The Treaty of Guadalupe Hidalgo, signed in 1848, decided the boundary between Mexico and the United States. Article Eight of this treaty declares that citizens living within the area assigned to the United States, would “retain all the property they possess without their being subjected, on this account, to any contribution, tax or charge whatever.”

Virtually every land law enacted since this treaty contains language that protects the existing rights of those who “possess property” as the new laws enter into force.

For half a century, there was no thought or question about whether the federal government owned the land on which the ranchers grazed their cattle. The feds got involved to help resolve conflicts among the ranchers who claimed grazing rights on the same land. Since grazing rights flowed from the prior appropriation of water rights, access to water became the basis for establishing the extent of grazing rights.

In the late 1800s, the federal government established a mechanism for adjudicating these conflicts. Based on established and recorded rights to water, the adjudicators developed a way to measure the forage that would be required to support the cattle that could be supported by the available water. This measure was called AUM – Animal Units per Month. An AUM represents the forage required by a cow and a calf for one month. Conflicts among the ranchers were resolved by the federal adjudicators, who awarded an appropriate number of AUMs to each rancher involved in the dispute, and surveyed and defined the geography in which the cows could graze.

These AUMs and the defined territory became the “allotments” attached to the water rights of the ranchers. Both the right to the water and to the forage, and access (rights of way) to the forage, were already owned by the ranchers. The allotments were simply the adjudicated division of pre-existing rights of the ranchers. The ranchers were required to pay a fee to the government, for the cost of this adjudication.

This simple process of adjudicating the existing rights of ranchers evolved to enlarge the fee to cover not only the adjudication costs, but to also provide a portion to local government, and to create a “range improvement fund,” which could be used by the ranchers to help defray the cost of capital improvements to the range.

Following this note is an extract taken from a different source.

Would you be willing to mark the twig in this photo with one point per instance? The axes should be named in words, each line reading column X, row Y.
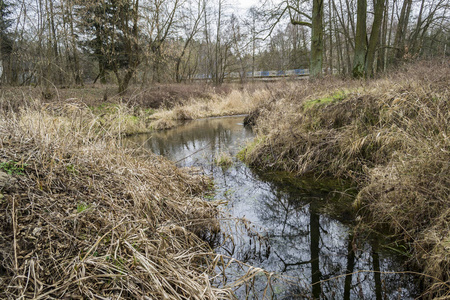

Environmentalists, and in recent years, the federal government have ignored these historical facts, and have held that the land and water in the West belong to the federal government, and may be used by the ranchers only with the permission of the government, expressed through the allotment of AUMs for which the ranchers pay.

This new interpretation of the ownership of “public” land was imposed on Wayne Hage a decade ago, when his cattle were taken by the government and sold, because Wayne did not have the permits the government said were necessary. The government has gone on a rampage, in recent years, to remove cattle from the West using the same assumptions and techniques against ranchers whom the feds say are “trespassing” on federal land.

The Hage case may pull the rug, floor and foundation from the government’s efforts to exercise control of land that it may not own, after all. In his ruling in the Hage case, Judge Loren A. Smith said, ” … the Court is not of the Opinion that the lack of a grazing permit that prevents access to federal lands can eliminate Plaintiff’s vested water rights … that predate the creation of the permit system.”

Ranchers who can demonstrate a clear chain of title to water rights and the adjacent forage may well, in fact, own the “public” land which the federal government claims.